Since Pandas lacks Polars' concept of an Expression, it's actually quite challenging to programmatically interact with non-trivial Pandas queries. In Polars the query logic can be entirely independent of the data frame while still referencing specific columns of the data frame. This makes Polars data frames work much more naturally with typical programming abstractions.

Pandas multi-index is a bad idea in nearly all contexts other than it's original use case: financial time series (and I'll admit, if you're working with purely financial time series, then Pandas feels much better). Sufficiently large Pandas code bases are littered with seemingly arbitrary uses of 'reset_index', there are many times where multi-index will create bugs, and, most important, I've never seen any non-financial scenario where anyone has ever used Multi-index to their advantage.

Finally Pandas is slow, which is honestly the least priority for me personally, but using Polars is so refreshing.

What other data frames have you used? Having used R's native dataframes extensively (the way they make use of indexing is so much nicer) in addition to Polars both are drastically preferable to Pandas. My experience is that most people use Pandas because it has been the only data frame implementation in Python. But personally I'd rather just not use data frames if I'm forced to used Pandas. Could you expand on what you like about Pandas over other data frames models you've worked with?
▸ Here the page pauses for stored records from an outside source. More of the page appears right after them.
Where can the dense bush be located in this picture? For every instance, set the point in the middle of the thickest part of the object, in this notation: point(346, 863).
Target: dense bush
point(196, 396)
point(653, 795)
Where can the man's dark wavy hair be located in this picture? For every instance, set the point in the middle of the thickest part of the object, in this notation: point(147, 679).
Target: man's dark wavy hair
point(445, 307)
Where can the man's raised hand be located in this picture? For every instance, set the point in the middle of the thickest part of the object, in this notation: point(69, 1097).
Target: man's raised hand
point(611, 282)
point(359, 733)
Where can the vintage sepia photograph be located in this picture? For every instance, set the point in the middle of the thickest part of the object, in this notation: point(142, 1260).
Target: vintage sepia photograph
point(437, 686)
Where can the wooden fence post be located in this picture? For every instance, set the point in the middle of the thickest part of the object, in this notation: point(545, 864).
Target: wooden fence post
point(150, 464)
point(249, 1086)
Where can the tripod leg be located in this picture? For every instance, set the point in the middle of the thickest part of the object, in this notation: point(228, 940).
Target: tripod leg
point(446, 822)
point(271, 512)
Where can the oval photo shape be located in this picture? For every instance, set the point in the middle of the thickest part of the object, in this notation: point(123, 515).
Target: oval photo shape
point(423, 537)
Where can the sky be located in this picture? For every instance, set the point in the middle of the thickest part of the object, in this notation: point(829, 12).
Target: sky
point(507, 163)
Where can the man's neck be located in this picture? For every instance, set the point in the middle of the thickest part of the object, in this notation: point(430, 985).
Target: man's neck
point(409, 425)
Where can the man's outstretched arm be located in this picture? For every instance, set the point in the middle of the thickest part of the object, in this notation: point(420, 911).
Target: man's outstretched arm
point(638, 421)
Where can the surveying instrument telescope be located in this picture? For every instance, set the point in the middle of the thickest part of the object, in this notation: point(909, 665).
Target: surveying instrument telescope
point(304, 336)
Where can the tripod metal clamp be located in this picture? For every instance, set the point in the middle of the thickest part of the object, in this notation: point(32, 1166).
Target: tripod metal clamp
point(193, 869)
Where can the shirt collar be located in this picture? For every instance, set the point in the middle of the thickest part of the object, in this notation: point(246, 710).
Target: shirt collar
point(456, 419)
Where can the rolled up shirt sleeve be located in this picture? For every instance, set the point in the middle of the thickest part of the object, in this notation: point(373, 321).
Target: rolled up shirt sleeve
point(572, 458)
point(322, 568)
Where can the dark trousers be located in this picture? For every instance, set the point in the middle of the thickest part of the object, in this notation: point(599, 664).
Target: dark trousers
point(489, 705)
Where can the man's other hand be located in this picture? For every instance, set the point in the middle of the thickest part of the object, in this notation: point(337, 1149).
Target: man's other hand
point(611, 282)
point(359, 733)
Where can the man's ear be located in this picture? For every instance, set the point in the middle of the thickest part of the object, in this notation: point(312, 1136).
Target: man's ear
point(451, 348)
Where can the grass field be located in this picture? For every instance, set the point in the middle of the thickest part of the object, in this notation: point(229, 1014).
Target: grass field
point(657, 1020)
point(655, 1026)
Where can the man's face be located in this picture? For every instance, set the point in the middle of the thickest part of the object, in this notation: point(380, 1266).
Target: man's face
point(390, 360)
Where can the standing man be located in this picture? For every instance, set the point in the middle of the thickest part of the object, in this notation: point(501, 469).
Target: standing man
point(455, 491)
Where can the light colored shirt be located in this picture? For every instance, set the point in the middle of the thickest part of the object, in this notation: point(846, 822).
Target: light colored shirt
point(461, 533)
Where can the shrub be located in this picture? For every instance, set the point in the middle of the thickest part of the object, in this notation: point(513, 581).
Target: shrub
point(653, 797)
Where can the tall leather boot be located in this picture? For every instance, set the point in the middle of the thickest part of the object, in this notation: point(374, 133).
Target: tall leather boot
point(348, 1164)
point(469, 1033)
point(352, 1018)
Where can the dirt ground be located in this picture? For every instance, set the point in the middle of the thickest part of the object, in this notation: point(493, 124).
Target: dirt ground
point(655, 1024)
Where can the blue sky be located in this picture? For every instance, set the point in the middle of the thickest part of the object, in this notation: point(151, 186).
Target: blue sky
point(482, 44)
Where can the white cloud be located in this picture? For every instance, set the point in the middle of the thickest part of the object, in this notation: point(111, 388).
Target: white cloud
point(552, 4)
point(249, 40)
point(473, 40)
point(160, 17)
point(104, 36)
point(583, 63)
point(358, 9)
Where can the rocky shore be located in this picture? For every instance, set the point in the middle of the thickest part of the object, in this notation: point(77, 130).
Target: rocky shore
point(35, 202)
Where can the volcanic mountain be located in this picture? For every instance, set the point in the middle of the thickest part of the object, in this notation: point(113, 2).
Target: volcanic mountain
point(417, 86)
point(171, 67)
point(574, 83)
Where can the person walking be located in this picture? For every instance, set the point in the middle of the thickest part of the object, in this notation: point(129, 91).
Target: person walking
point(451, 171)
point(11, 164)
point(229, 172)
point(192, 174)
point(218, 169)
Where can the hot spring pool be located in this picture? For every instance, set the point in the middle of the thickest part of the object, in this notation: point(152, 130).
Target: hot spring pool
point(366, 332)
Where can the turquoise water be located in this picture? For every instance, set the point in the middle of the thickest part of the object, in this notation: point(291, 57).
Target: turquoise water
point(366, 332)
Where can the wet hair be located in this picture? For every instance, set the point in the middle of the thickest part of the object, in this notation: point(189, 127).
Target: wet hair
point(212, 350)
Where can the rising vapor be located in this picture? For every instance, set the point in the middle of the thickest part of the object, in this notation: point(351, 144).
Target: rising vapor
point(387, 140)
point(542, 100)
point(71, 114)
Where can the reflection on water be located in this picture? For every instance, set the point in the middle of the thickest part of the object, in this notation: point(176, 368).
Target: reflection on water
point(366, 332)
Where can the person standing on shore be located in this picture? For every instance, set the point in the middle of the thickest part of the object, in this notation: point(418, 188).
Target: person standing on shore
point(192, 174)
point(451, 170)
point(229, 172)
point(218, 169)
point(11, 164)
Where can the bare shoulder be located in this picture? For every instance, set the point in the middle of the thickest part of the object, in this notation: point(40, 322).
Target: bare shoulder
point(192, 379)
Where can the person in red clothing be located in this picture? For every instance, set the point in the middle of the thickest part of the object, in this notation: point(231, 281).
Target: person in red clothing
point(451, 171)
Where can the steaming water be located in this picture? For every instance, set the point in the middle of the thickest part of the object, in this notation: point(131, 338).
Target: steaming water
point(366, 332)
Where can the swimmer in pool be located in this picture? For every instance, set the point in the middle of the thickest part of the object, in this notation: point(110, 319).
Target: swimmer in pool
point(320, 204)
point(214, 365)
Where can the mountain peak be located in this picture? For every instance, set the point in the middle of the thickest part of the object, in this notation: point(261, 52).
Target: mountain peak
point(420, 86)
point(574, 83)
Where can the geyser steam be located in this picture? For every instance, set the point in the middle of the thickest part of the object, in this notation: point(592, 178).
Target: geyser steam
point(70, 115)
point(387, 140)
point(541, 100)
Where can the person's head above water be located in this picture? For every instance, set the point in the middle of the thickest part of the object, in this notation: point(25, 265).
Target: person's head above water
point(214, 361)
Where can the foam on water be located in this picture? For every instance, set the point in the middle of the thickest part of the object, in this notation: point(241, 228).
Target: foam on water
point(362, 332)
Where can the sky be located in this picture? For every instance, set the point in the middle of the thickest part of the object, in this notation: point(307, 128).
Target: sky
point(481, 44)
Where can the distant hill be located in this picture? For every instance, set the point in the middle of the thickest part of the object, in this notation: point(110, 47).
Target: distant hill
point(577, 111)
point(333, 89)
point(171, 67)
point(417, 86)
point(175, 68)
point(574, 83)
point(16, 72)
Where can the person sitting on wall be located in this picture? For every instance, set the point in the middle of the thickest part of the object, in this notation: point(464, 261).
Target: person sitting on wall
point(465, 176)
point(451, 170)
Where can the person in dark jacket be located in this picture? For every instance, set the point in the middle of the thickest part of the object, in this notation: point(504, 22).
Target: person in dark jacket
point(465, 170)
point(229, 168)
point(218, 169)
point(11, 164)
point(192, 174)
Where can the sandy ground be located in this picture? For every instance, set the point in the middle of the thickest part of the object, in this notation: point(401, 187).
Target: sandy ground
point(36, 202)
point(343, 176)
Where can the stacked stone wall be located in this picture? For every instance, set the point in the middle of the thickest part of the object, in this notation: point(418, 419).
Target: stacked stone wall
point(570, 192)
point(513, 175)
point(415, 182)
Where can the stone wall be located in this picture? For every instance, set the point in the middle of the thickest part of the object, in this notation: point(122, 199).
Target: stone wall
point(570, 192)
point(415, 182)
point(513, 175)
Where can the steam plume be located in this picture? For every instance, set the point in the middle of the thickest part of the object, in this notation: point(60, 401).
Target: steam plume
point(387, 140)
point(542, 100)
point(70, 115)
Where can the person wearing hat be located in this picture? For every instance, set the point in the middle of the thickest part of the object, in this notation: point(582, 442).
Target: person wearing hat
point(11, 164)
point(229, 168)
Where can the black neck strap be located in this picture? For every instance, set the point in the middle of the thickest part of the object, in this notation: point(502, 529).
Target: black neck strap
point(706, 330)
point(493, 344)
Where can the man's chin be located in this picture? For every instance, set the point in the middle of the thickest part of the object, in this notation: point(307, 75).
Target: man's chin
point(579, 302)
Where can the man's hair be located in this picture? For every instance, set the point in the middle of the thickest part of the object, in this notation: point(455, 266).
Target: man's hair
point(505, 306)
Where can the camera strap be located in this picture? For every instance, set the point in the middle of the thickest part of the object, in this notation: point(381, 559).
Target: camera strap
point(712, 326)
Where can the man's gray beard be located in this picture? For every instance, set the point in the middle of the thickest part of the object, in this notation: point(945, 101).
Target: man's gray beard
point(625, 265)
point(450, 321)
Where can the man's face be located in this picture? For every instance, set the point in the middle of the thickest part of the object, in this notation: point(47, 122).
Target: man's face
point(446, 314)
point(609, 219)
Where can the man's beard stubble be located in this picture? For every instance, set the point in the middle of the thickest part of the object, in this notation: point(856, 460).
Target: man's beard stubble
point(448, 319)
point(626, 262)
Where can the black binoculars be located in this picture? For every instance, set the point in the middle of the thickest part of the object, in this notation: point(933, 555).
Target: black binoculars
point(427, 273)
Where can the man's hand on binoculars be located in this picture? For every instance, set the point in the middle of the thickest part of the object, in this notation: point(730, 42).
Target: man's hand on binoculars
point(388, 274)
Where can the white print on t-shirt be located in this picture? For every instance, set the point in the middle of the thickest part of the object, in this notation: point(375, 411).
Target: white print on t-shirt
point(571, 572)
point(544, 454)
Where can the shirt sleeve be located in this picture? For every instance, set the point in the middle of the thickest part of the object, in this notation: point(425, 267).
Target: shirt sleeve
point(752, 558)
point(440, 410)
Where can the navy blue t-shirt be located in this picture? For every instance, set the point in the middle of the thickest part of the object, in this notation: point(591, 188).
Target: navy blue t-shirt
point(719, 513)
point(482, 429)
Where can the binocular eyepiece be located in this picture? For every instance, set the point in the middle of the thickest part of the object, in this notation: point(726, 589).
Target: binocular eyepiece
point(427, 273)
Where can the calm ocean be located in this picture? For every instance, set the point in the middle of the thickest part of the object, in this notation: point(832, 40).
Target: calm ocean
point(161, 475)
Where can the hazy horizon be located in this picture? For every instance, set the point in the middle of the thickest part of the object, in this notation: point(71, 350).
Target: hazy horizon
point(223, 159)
clickety_clack · 3 months ago
I probably wouldn’t rewrite an entire data science stack that used pandas, but most people would use polars if starting a new project today.
amelius · 3 months ago
Pandas turns 10x developers with a lust for life into 0.1x developers with grey hairs.
wesleywt · 3 months ago
Nothing, it gets the job done for most people. If you don't like it, make a better tool. Polars is not it.

Deleted Comment

pantsforbirds · 3 months ago
I used the Kernel Density Estimation (KDE) page/blog at my very first job. It was immensely useful and I've loved his work ever since.
BenGosub · 3 months ago
He's a great writer and I miss his blog. He had an awesome post on pivot table that I think is now a part of this book.
ayhanfuat · 3 months ago
He is also the creator of the Altair visualization library (Vega-Lite in Python https://altair-viz.github.io/). I really like using it.
linhns · 3 months ago
Thanks for the fact, I used Altair sometimes and really admire the simplicity, not knowing it was written by Jake.

Dead Comment

synergy20 · 3 months ago
it's written 8 years ago though, there is a 2ed of the book by the same author.
phone_book · 3 months ago
The linked Github seems to have the 2nd edition in the form of notebooks, https://github.com/jakevdp/PythonDataScienceHandbook/blob/ma..., under the Using Code Examples section, "attribution usually includes the title, author, publisher, and ISBN. For example: "Python Data Science Handbook, 2nd edition, by Jake VanderPlas (O’Reilly). Copyright 2023..." compared to the OP's link which has "The Python Data Science Handbook by Jake VanderPlas (O’Reilly). Copyright 2016..."
mayankkaizen · 3 months ago
There is a second edition?
refactor_master · 3 months ago
I honestly don't get why you'd hate pandas more than anything else in the Python ecosystem. It's probably not the best tool in the world, and sure, like everybody else I'd rewrite the universe in Rust if I could start over, and had infinite time to catch up.

But the code base I work on has thousands and THOUSANDS of lines of Pandas churning through big data, and I can't remember the last time it lead to a bug or error in production.

We use pandas + static schema wrapper + type checker, so you'll have to get exotic to break things.

bormaj · 3 months ago
Custom schema wrapper or some package you'd recommend from pypi?
refactor_master · 3 months ago
Originally I used Pandera, but it had several issues last

* Mypy dependency and really bad PEP compliance * Sub-optimal runtime check decorators * Subclasses pd.DataFrame, so using e.g. .assign(...) makes the type checker think it's still the same type, but now you just violated your own schema

So I wrote my own library that solves all these issues, but it's currently company-internal. I've been meaning to push for open-sourcing it, but just haven't had the time.